Department of English, College of LAS, University of Illinois

Illinois Department of English Blog


Welcome to the Department of English blog.

My name is Vicki Mahaffey and I took over as
head of the department on July 1, 2016. I'll be using this site to post updates and information of interest to our faculty, students, and alumni,
along with reflections about our discipline(s) in particular and the humanities in general. As anyone who has ever worked or studied here knows, the Department of English is a vibrant place. If you have something you'd like to see posted here, or if you want to contact me about the content of this blog, drop me an email at

Tuesday, February 22, 2011

Two events from last week.

Just a quick post about two departmental events this past week, each of which highlights in a different way the vibrancy of the work that goes on here. No pictures this time, I'm sad to say.

First, last Tuesday we held our third annual Kirkpatrick Symposium. This event--which is made possible by the extraordinary generosity of Clayton and Thelma Kirkpatrick--typically features three speakers from very different areas of the department who each present work-in-progress keyed to a single core theme. This Spring's keyword was adaptation, and attendees were treated to three fascinating papers from different disciplinary perspectives that all dealt in different ways with questions pertaining to questions of cultural adaptation (the word's evolutionary meaning was not on the front burner in the talks, but was brought forward in the Q&A afterward).

I don't want to do an injustice to my colleagues by offering clunky summaries of elegant arguments, but perhaps I can offer just a taste.

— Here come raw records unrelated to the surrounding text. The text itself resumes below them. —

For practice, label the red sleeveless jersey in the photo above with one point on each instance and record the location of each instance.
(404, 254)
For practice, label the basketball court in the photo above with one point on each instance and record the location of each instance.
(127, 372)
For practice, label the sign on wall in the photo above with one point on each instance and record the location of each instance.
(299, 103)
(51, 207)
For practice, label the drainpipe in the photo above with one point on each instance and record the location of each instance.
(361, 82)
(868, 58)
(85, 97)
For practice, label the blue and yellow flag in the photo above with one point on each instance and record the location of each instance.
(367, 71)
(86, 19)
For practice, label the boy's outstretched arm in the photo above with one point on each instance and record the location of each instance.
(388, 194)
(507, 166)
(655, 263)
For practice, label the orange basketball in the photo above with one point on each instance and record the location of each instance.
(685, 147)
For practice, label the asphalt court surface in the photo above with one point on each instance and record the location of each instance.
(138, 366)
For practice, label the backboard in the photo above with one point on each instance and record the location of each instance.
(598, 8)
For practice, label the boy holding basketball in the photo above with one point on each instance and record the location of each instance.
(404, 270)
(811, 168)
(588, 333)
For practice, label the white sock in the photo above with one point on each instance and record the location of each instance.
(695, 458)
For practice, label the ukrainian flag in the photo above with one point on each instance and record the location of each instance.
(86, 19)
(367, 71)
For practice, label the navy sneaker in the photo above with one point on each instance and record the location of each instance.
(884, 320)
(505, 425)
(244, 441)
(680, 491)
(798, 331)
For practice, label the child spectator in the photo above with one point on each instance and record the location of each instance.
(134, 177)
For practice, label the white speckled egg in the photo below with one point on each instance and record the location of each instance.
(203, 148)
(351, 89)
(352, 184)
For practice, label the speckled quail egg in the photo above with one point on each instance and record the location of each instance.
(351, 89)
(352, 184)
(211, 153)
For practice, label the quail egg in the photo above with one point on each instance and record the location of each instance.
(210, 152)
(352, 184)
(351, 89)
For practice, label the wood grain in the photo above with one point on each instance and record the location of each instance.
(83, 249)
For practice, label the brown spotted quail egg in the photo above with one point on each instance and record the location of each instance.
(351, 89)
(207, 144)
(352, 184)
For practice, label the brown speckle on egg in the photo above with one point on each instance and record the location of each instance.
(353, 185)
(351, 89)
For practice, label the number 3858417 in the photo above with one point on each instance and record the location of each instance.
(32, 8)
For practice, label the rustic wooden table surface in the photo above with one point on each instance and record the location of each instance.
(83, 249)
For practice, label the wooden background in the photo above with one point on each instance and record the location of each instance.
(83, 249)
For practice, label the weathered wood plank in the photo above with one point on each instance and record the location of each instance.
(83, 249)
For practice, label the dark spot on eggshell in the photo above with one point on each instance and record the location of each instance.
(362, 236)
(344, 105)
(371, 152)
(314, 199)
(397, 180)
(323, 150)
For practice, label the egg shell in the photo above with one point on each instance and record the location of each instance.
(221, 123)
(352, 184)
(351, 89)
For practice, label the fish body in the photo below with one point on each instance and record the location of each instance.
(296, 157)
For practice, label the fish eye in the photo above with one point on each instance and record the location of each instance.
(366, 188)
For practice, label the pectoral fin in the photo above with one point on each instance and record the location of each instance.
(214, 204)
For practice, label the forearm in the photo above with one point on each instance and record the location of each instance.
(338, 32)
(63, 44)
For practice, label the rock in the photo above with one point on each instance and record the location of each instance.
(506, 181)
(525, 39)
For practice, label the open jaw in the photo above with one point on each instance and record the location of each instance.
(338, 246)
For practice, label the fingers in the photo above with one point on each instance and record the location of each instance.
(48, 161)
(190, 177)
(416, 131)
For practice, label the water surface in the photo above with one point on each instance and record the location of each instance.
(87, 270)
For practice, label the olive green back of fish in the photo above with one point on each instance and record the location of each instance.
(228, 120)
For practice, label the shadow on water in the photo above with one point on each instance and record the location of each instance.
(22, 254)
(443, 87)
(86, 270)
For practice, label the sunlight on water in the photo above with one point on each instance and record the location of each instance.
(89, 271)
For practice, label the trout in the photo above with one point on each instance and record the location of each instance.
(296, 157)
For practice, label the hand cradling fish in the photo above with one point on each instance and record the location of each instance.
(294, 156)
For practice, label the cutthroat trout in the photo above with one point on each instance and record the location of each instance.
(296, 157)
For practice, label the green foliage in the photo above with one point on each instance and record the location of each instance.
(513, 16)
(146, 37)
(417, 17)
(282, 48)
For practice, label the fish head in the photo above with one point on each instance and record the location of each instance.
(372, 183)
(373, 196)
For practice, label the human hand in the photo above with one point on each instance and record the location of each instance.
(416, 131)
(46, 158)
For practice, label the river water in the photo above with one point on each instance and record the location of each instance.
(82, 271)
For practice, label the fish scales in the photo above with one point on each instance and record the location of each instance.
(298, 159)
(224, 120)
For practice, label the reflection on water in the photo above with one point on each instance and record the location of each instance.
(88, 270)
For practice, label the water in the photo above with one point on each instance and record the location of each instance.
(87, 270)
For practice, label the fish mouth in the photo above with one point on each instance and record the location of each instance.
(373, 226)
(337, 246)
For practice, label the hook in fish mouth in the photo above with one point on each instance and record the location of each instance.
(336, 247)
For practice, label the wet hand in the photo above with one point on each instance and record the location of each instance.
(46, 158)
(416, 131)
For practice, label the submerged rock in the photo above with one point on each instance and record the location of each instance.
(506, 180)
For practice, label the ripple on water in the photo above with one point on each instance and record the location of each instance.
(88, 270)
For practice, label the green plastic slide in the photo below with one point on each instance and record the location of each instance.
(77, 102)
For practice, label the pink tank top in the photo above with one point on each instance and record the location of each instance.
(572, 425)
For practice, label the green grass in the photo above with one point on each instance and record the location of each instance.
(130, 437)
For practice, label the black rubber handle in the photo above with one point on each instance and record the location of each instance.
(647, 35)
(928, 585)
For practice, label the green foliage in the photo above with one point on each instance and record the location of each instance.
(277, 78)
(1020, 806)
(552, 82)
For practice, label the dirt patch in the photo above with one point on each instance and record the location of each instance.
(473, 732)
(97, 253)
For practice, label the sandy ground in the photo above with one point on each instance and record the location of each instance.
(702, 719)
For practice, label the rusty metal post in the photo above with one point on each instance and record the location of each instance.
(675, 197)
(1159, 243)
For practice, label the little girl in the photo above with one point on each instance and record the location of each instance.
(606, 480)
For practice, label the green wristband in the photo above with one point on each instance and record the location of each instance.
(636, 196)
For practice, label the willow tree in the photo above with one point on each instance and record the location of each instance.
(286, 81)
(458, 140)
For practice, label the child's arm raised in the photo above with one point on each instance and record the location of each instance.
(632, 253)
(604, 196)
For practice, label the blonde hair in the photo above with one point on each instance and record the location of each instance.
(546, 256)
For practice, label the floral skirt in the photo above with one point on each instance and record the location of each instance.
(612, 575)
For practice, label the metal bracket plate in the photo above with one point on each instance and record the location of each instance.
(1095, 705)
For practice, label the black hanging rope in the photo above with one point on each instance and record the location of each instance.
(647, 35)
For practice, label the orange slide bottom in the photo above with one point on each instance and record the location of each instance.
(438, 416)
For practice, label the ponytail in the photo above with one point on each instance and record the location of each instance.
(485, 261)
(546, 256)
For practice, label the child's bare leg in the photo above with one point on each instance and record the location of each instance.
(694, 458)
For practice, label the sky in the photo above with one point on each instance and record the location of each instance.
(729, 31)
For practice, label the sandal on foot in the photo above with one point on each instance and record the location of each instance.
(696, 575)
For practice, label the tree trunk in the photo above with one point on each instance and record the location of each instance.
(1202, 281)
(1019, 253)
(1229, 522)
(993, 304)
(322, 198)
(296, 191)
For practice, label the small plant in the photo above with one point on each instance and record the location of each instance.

Anustup Basu presented a very entertaining account, complete with movie posters, of how stories from western literature and film (from Shakespeare to Tango and Cash) had to be adapted to make sense within pre-Bollywood Indian cinema. Then Kate Vieira offered a portion of an ethnographic study she is working on concerning literacy and assimilation in two groups of Portuguese-speaking immigrants in a town in Massachusetts. Finally, Janice Harrington presented some poems that she is working on that deal with the life and art of Horace Pippin, and that foregrounded questions about his adaptation and about the kinds of adaptation and accommodation involved in the process of writing poetry inspired by such a figure. All three were fascinating, and very well-received. speaking as a literary critic myself, it is really a treat to hear smart presentations presented from withing the other disciplines--in this case, Cinema Studies, Writing Studies, and Creative Writing--that we have in English here. Thanks, too, to Susan Koshy for moderating.

I was myself unable to attend the second of the events I wanted to mention here--this is a university where there are always too many events to keep up with!--but I wanted to highlight it here nevertheless because it suggests something about the liveliness of our graduate program and about graduate student/faculty interactions in our department. On Saturday, the British Modernities Group held a graduate student conference on "New 'British' Geographies." You can see the program here (and note that this event was co-sponsored by the Unit for Criticism and Interpretive Theory).

The Kirkpatrick Symposium plays a special role in our department's seasonal round, and happens only once a year. And though there are several faculty/grad student working groups in the department, it is not every day that one of them hosts a conference like the one last weekend. But it is by no means unusual for us to have several enticing talks and panels on offer during a given week. In fact, that is pretty much the norm here, thanks to the aforementioned Unit, the Illinois Program for Research in the Humanities, the Trowbridge Office on American Literature (run by Gordon Hutner) and all of the myriad events run by other humanities departments on campus and other affiliated programs.

I was told, when I first visited this campus in Spring 2006, that there were always so many intellectual events on campus that nobody could even keep up. That has certainly turned out to be true, in my experience, and we wouldn't have it any other way.

1 comment:

Curtis said...

Also: it is about time Tango and Cash finally appeared on this blog.